Implementation:NVIDIA TransformerEngine Ops Linear
| Field | Value |
|---|---|
| Sources | TransformerEngine |
| Domains | Deep_Learning, PyTorch, Distributed |
| Last Updated | 2026-02-07 14:00 GMT |
Overview
Drop-in replacement for torch.nn.Linear implemented as a FusedOperation with support for tensor parallelism, sequence parallelism, and Megatron-LM wgrad fusion.
Description
Linear is a FusedOperation that composes BasicLinear, Bias, AllReduce/ReduceScatter, and AllGather operations as needed based on the tensor parallel configuration. For row tensor parallelism, it arranges: GEMM + bias + reduction. For column or no tensor parallelism, it arranges: (gather +) GEMM + bias. The class registers weight and bias parameters directly for compatibility with standard PyTorch APIs, while delegating to the basic operations for computation. Custom state_dict/_load_from_state_dict methods ensure backward-compatible checkpointing.
Usage
Use as a drop-in replacement for torch.nn.Linear with optional tensor parallelism and FP8 quantization support.
Code Reference
Source Location
- Repository
NVIDIA/TransformerEngine- File
transformer_engine/pytorch/ops/linear.py- Lines
- 1--211
Signature
class Linear(FusedOperation):
def __init__(self, in_features, out_features, *, bias=True, device=None, dtype=None, tensor_parallel_mode=None, tensor_parallel_group=None, sequence_parallel=False, rng_state_tracker_function=None, accumulate_into_main_grad=False) -> None: ...

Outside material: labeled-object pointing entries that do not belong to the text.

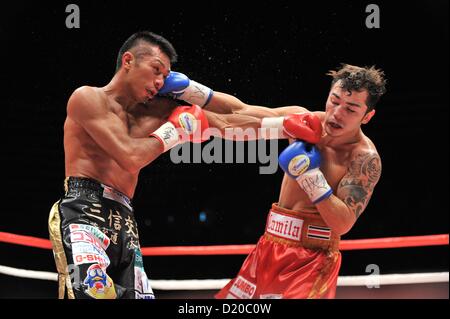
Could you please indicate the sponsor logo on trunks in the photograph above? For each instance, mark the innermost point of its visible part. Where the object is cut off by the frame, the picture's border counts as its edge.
(298, 165)
(86, 248)
(141, 285)
(116, 196)
(98, 284)
(319, 232)
(88, 234)
(284, 226)
(242, 288)
(91, 258)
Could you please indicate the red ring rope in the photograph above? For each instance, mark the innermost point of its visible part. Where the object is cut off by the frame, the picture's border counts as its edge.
(374, 243)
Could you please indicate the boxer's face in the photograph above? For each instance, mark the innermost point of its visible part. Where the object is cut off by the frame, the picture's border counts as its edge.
(146, 74)
(345, 111)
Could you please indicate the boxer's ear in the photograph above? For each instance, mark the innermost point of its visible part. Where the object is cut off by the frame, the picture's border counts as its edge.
(367, 117)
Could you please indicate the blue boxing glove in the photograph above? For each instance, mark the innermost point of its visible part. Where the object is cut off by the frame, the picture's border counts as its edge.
(301, 161)
(178, 86)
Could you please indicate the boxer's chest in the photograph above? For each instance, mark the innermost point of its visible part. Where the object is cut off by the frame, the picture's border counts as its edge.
(334, 164)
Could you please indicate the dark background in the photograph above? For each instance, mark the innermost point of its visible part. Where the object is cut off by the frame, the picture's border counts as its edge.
(273, 54)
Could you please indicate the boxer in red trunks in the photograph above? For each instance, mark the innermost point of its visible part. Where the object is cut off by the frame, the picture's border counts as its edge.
(325, 189)
(320, 200)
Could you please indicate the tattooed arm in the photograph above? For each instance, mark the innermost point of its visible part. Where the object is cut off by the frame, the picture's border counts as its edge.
(340, 212)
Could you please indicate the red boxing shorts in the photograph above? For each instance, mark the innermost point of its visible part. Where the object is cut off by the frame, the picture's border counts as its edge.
(296, 258)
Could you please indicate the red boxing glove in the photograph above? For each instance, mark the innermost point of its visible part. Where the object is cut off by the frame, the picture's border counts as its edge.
(186, 123)
(304, 126)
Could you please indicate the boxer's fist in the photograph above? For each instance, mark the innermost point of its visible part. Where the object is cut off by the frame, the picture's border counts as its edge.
(301, 161)
(186, 123)
(304, 126)
(179, 86)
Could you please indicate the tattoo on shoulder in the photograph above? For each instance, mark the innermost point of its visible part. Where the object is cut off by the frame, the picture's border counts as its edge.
(358, 184)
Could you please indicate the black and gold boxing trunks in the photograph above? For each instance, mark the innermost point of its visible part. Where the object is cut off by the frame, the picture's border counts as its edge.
(96, 244)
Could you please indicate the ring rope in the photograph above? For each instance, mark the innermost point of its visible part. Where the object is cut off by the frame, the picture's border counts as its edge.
(213, 284)
(373, 243)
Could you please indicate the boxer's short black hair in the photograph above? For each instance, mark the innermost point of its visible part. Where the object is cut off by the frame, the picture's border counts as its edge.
(355, 78)
(136, 39)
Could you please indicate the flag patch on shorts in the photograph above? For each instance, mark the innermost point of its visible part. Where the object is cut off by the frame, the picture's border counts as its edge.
(319, 232)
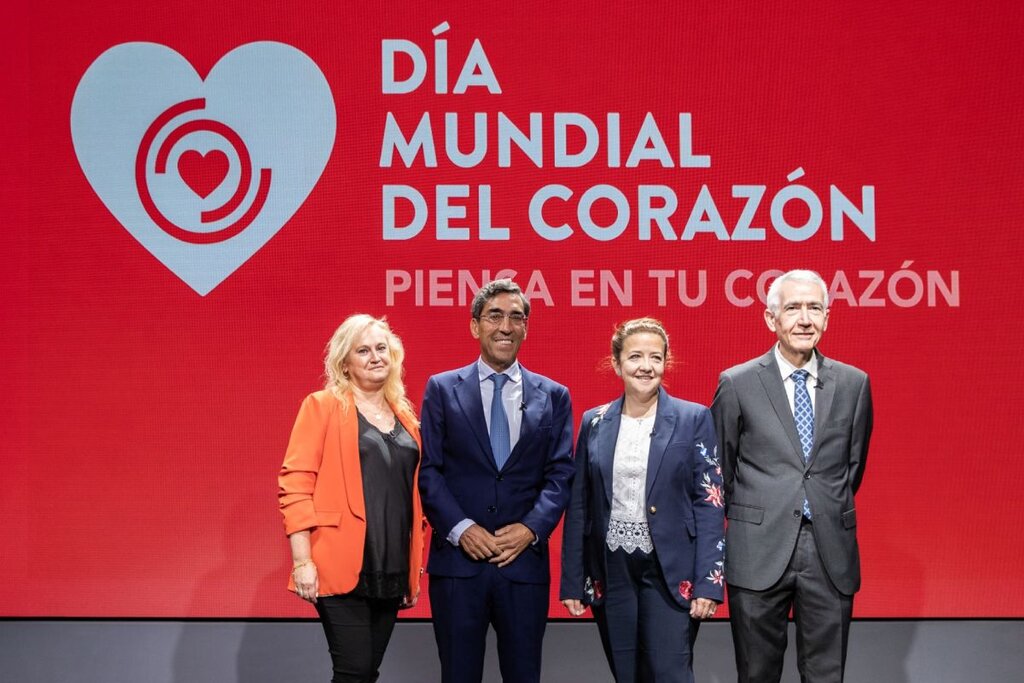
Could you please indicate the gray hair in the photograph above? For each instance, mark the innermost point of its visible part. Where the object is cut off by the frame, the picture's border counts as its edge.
(493, 289)
(775, 290)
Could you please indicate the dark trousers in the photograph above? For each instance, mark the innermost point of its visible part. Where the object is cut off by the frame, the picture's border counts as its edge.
(760, 621)
(647, 636)
(357, 631)
(464, 607)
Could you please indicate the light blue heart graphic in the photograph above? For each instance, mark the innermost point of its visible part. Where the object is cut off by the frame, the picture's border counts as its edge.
(152, 137)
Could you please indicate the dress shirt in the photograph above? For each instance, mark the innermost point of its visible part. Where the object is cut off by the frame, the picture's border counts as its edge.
(786, 369)
(628, 524)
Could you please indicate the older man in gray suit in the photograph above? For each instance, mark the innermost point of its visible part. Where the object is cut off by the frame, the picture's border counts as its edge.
(793, 431)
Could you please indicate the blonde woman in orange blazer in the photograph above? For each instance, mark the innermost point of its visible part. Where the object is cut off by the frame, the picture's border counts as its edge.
(349, 495)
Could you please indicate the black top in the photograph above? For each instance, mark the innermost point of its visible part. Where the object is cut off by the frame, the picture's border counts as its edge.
(388, 462)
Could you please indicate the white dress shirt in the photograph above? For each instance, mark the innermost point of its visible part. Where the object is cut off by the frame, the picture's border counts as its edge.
(786, 369)
(512, 397)
(628, 523)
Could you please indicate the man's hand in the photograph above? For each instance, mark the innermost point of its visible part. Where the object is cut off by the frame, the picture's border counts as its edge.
(478, 543)
(574, 606)
(512, 540)
(702, 608)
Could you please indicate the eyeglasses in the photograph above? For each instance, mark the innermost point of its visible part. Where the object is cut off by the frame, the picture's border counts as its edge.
(516, 319)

def register_parameter(self, name, param) -> None: ...
def state_dict(self, *, prefix="", **kwargs) -> dict: ...
Import
from transformer_engine.pytorch.ops.linear import Linear
I/O Contract
Inputs
| Name | Type | Required | Description |
|---|---|---|---|
| in_features | int | Yes | Inner dimension of input tensor |
| out_features | int | Yes | Inner dimension of output tensor |
| bias | bool | No | Apply additive bias (default True) |
| tensor_parallel_mode | str or None | No | None, "column", or "row"
|
| sequence_parallel | bool | No | Distribute along sequence dimension |
Outputs
| Name | Type | Description |
|---|---|---|
| output | torch.Tensor | y = x A^T + b
|
Usage Examples
from transformer_engine.pytorch.ops.linear import Linear
linear = Linear(4096, 4096, bias=True, tensor_parallel_mode="column", tensor_parallel_group=tp_group)
output = linear(input_tensor)